Dr. Zeedyk’s Research Strives To Solve Social Problems
In any event, I did a little research of my own and found a May 2006 entry on the University of Dundee website in which it was announced that Dr. Zeedyk had been making progress in “helping some of Romania’s most disadvantaged children.”
“According to Using techniques based on her work on imitation with babies Dr Zeedyk and her colleague Dr Cliff Davies, a retired psychology lecturer at Manchester University, were able to reach children previously regarded as unresponsive and unable to communicate.”
I also found a reference to her giving a presentation at a November 2007 conference entitled “Working Together to Reduce Serious Youth Violence.” The premise of the conference, and of Dr. Zeedyk’s presentation, was that violence is not inevitable, but preventable. (Here is a report from that conference of 300 London police, academics and local authority executives responsible for reducing serious youth violence. It contains 45 specific recommendations for action.)
I post this additional information about Dr. Zeedyk’s work because its clear to me that her work has value. I, therefore, find the negative comments that dismiss her study to be depressingly inappropriate.
In a stroke of irony, and without evidence or research of their own, these negative pundits divined Dr. Zeedyk’s research to be pointless and invalid based upon the fact that she had not done enough research.
Yet this seems to be a perennial approach to scientific investigation.
Reasons Her Study Is Being Derided
Half of us welcome such investigations in the hope that humanity can yet find its way out of poverty, ignorance, war and wasted human potential.
The other half says: “Don’t tell me, I don’t want to know, I won’t believe it and, furthermore, I will insult whoever brings it to my attention.”
While I can empathize with parents or would-be-parents who do not want to have to deal with yet another unfortunate fact of life that requires a change in habit, I would urge them to research Dr. Zeedyk’s body of work and credentials because to simply condemn her work out-of-hand is, itself, dishonest and does no one any favors.

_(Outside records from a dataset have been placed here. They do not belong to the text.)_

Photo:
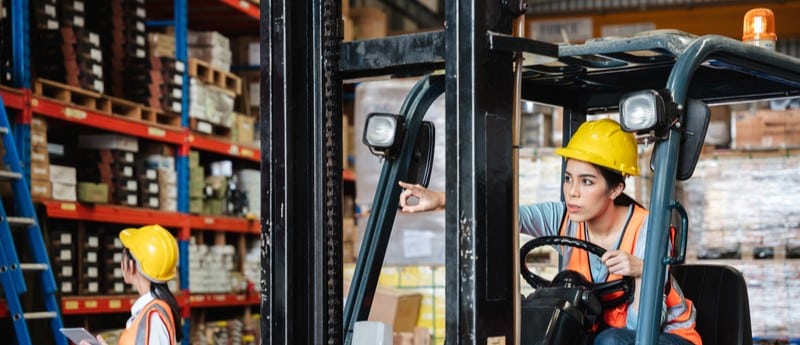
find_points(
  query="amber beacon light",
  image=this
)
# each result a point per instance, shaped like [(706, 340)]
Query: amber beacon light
[(759, 28)]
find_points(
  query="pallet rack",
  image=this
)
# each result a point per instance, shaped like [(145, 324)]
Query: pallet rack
[(228, 16)]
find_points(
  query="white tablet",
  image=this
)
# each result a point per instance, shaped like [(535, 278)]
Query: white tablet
[(76, 335)]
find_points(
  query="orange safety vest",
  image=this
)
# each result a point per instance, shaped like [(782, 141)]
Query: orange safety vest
[(138, 333), (617, 317)]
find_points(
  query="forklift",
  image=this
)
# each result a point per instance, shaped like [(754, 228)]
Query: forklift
[(479, 66)]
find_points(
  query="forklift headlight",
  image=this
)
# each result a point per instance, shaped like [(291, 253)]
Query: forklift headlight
[(383, 134), (642, 111)]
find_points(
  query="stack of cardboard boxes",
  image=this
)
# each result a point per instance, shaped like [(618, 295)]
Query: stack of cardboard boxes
[(40, 159)]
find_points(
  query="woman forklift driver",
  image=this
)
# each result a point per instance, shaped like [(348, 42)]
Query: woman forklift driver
[(149, 261), (599, 157)]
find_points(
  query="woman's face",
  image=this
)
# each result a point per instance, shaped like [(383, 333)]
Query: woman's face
[(585, 191)]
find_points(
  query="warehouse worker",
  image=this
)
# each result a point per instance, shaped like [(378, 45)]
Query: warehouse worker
[(149, 261), (595, 209)]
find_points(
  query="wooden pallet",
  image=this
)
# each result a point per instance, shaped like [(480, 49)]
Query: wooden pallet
[(69, 94), (161, 117), (104, 104), (122, 107), (228, 81), (203, 71)]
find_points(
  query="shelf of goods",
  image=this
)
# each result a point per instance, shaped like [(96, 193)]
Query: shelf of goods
[(94, 112)]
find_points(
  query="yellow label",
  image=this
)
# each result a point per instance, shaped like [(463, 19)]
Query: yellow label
[(156, 132), (496, 341), (75, 114), (71, 305)]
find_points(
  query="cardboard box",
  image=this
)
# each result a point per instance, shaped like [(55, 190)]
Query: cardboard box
[(368, 22), (93, 192), (40, 171), (63, 174), (244, 129), (40, 189), (63, 191), (765, 129), (109, 141), (399, 308)]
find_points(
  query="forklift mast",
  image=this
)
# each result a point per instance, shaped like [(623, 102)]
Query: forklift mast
[(303, 65)]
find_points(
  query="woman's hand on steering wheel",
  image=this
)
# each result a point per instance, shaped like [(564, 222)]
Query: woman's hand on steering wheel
[(622, 263)]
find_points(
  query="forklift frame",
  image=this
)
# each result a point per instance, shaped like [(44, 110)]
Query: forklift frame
[(304, 63)]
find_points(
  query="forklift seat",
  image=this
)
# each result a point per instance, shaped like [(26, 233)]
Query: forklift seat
[(719, 294)]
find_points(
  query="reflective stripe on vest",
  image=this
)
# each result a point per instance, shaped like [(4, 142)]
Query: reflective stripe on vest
[(139, 332), (682, 324)]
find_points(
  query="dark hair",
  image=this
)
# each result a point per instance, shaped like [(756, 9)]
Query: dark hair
[(161, 291), (614, 178)]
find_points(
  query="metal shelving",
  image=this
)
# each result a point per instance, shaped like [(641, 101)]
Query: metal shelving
[(241, 17)]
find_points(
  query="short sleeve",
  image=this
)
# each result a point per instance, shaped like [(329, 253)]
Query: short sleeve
[(541, 219)]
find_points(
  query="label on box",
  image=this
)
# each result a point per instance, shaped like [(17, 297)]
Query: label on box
[(66, 238), (92, 287), (96, 54), (38, 139), (36, 156)]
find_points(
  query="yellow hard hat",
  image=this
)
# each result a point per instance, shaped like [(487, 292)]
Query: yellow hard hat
[(155, 251), (604, 143)]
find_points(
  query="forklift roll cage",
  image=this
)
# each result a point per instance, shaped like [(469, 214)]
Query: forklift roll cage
[(303, 64)]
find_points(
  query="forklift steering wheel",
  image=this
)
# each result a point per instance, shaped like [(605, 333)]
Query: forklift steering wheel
[(604, 291)]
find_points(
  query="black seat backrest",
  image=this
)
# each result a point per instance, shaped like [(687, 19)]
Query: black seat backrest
[(719, 294)]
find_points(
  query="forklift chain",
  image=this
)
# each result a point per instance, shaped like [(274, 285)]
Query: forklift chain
[(331, 34)]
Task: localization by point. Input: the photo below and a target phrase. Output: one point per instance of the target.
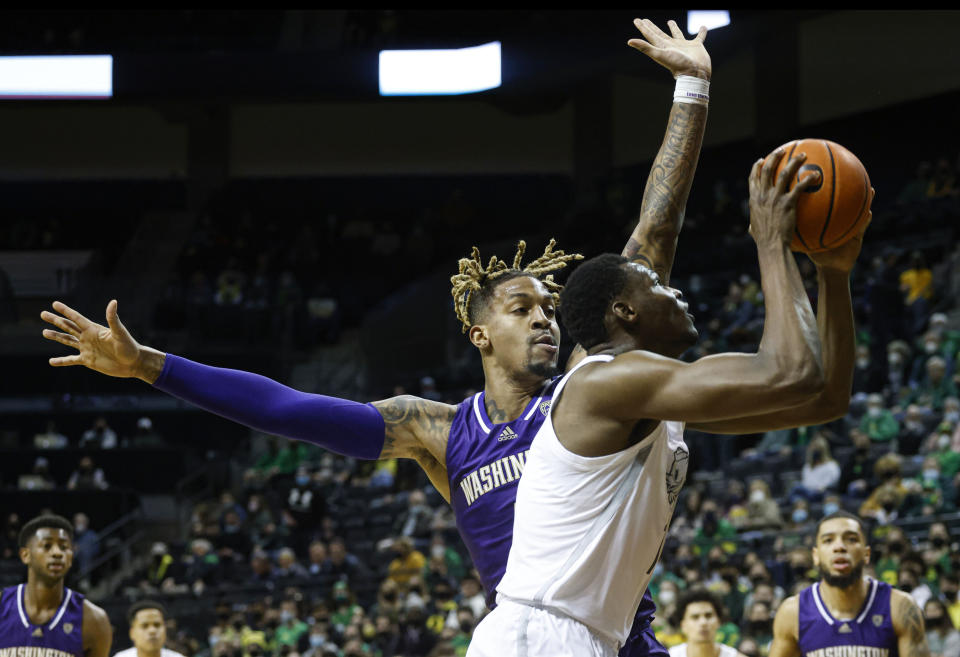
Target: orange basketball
(832, 212)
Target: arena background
(252, 202)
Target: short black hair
(480, 301)
(842, 514)
(696, 595)
(47, 521)
(145, 604)
(587, 295)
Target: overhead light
(712, 18)
(56, 76)
(438, 72)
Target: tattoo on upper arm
(912, 622)
(407, 417)
(667, 189)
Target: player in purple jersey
(510, 316)
(846, 614)
(43, 618)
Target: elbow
(802, 384)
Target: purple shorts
(643, 644)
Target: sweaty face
(148, 631)
(665, 325)
(49, 554)
(841, 552)
(521, 325)
(700, 622)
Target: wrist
(149, 364)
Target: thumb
(113, 320)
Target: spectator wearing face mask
(858, 469)
(867, 374)
(951, 411)
(759, 625)
(935, 387)
(820, 472)
(939, 447)
(942, 637)
(897, 383)
(885, 501)
(878, 422)
(949, 588)
(913, 431)
(762, 509)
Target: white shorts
(516, 630)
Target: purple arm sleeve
(342, 426)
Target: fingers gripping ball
(833, 211)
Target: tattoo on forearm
(408, 416)
(668, 186)
(913, 625)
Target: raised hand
(773, 205)
(675, 53)
(843, 257)
(110, 349)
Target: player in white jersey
(603, 474)
(698, 615)
(148, 631)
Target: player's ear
(478, 336)
(625, 311)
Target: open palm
(110, 349)
(675, 53)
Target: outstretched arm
(786, 370)
(654, 240)
(908, 625)
(786, 629)
(340, 425)
(836, 328)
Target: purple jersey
(869, 634)
(484, 464)
(61, 636)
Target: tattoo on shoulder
(911, 620)
(408, 416)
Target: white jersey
(132, 652)
(588, 531)
(725, 650)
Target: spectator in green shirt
(291, 628)
(936, 387)
(878, 422)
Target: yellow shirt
(918, 283)
(402, 569)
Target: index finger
(72, 314)
(770, 163)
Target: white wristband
(693, 90)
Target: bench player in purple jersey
(846, 614)
(42, 617)
(473, 453)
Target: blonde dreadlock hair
(473, 276)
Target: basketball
(832, 212)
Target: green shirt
(880, 428)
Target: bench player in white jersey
(604, 472)
(698, 615)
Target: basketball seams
(833, 193)
(863, 206)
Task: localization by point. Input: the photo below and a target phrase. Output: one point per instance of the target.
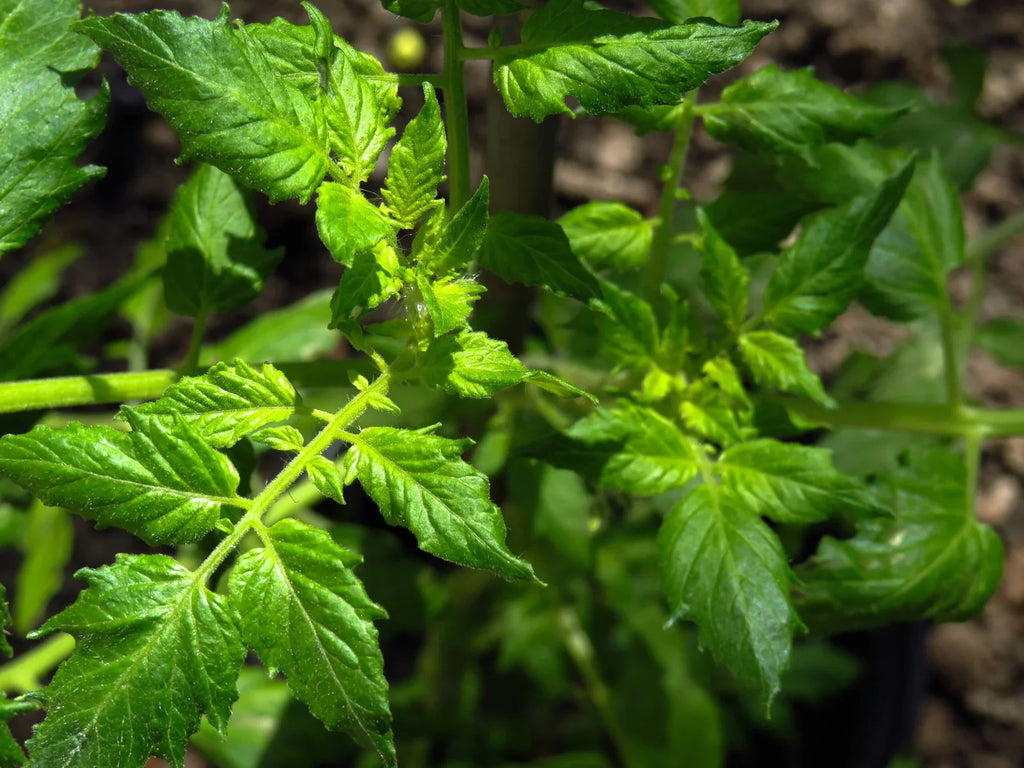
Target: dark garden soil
(973, 715)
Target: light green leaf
(45, 125)
(608, 235)
(420, 482)
(790, 482)
(46, 549)
(677, 11)
(536, 252)
(775, 111)
(222, 94)
(458, 241)
(725, 279)
(609, 60)
(154, 651)
(299, 605)
(215, 257)
(228, 401)
(723, 568)
(907, 272)
(630, 449)
(348, 223)
(777, 363)
(817, 276)
(161, 481)
(932, 560)
(470, 365)
(417, 164)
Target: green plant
(655, 425)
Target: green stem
(26, 673)
(657, 262)
(82, 390)
(456, 109)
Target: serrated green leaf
(725, 279)
(609, 60)
(778, 363)
(161, 481)
(775, 111)
(629, 448)
(536, 252)
(790, 482)
(215, 257)
(608, 235)
(299, 605)
(817, 276)
(458, 241)
(420, 482)
(154, 651)
(228, 401)
(470, 365)
(46, 549)
(723, 568)
(45, 125)
(218, 88)
(932, 560)
(908, 269)
(348, 223)
(417, 164)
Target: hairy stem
(657, 262)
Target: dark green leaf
(628, 448)
(790, 482)
(215, 257)
(818, 275)
(417, 164)
(470, 365)
(908, 269)
(609, 60)
(161, 481)
(220, 91)
(788, 111)
(348, 223)
(154, 651)
(725, 280)
(608, 235)
(932, 560)
(420, 482)
(536, 252)
(723, 568)
(301, 608)
(777, 363)
(227, 402)
(45, 125)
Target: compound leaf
(608, 235)
(788, 111)
(536, 252)
(45, 125)
(154, 651)
(723, 568)
(630, 449)
(790, 482)
(215, 257)
(818, 275)
(931, 560)
(227, 402)
(417, 164)
(420, 482)
(470, 365)
(299, 605)
(609, 60)
(161, 481)
(222, 94)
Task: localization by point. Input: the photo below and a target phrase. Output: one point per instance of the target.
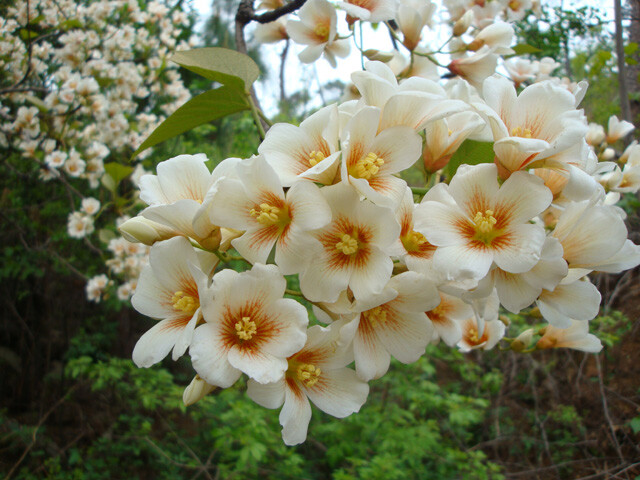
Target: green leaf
(470, 152)
(228, 67)
(117, 171)
(523, 49)
(108, 182)
(202, 109)
(106, 235)
(635, 424)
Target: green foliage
(204, 108)
(470, 152)
(227, 67)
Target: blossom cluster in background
(83, 84)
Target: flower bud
(228, 234)
(212, 241)
(522, 341)
(141, 230)
(608, 154)
(373, 54)
(196, 391)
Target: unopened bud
(463, 23)
(228, 234)
(373, 54)
(522, 341)
(608, 154)
(196, 390)
(212, 241)
(142, 230)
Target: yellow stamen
(348, 245)
(520, 132)
(472, 335)
(367, 167)
(376, 315)
(322, 31)
(308, 374)
(185, 303)
(484, 221)
(245, 328)
(315, 157)
(413, 240)
(268, 214)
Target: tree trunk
(632, 13)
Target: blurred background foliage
(73, 405)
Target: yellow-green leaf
(202, 109)
(470, 152)
(222, 65)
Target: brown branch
(605, 408)
(278, 12)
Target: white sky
(301, 76)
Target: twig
(35, 431)
(606, 408)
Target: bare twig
(35, 431)
(606, 409)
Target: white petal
(372, 359)
(261, 366)
(522, 249)
(339, 392)
(371, 277)
(406, 335)
(209, 357)
(308, 208)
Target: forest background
(74, 406)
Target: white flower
(350, 252)
(534, 128)
(170, 288)
(521, 69)
(256, 204)
(309, 151)
(317, 29)
(477, 67)
(472, 339)
(393, 322)
(475, 222)
(271, 32)
(249, 328)
(498, 36)
(318, 373)
(579, 300)
(175, 196)
(447, 318)
(369, 160)
(90, 205)
(79, 225)
(373, 11)
(95, 287)
(618, 129)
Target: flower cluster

What if, in the future, it should be found that forward-facing strollers prime children to spend seven hours a day in front of the television as couch potatoes, as opposed to priming them to pursue more empowering activities?
And what if this experience does start us off feeling more alienated, more insecure, and with diminished social and language abilities?
Conclusion
Research explores realities. Angry dismissals of research conducted by a researcher who, from all indications, appears to be earnestly trying to help kids develop into adults who enjoy their lives and relate well to others, reveal less about the researcher and more about the fearfulness of those rejecting her work.
It looks like, perhaps, a nap for the stressed-out is in order. Now, would they like that nap in a chair in front of a television? Or would they like it in a hammock as they lay relaxed and looking up at the sky?
I know what my choice would be: the relaxing hammock.
It’s easy to criticize and dismiss new ideas and the research that accompanies them. It’s tempting to condemn research that seeks to discover whether or not forward-facing strollers slow babies’ development when we are in the habit of putting our children in forward-facing strollers every day.
Yet had every new idea for investigation been dismissed in the past because we did not want our old ways of thinking and doing challenged, we would still be living in a Stone Age with an average life expectancy of eighteen years.
And that might possibly be more distressing than having to buy a new baby stroller.
Yet, the real message that Dr. Zeedyk and her fellow researchers are trying to get through our heads is this: talk to your baby and hold your baby as much as you can.
His or her future, as well as the future of the nation, depends upon it.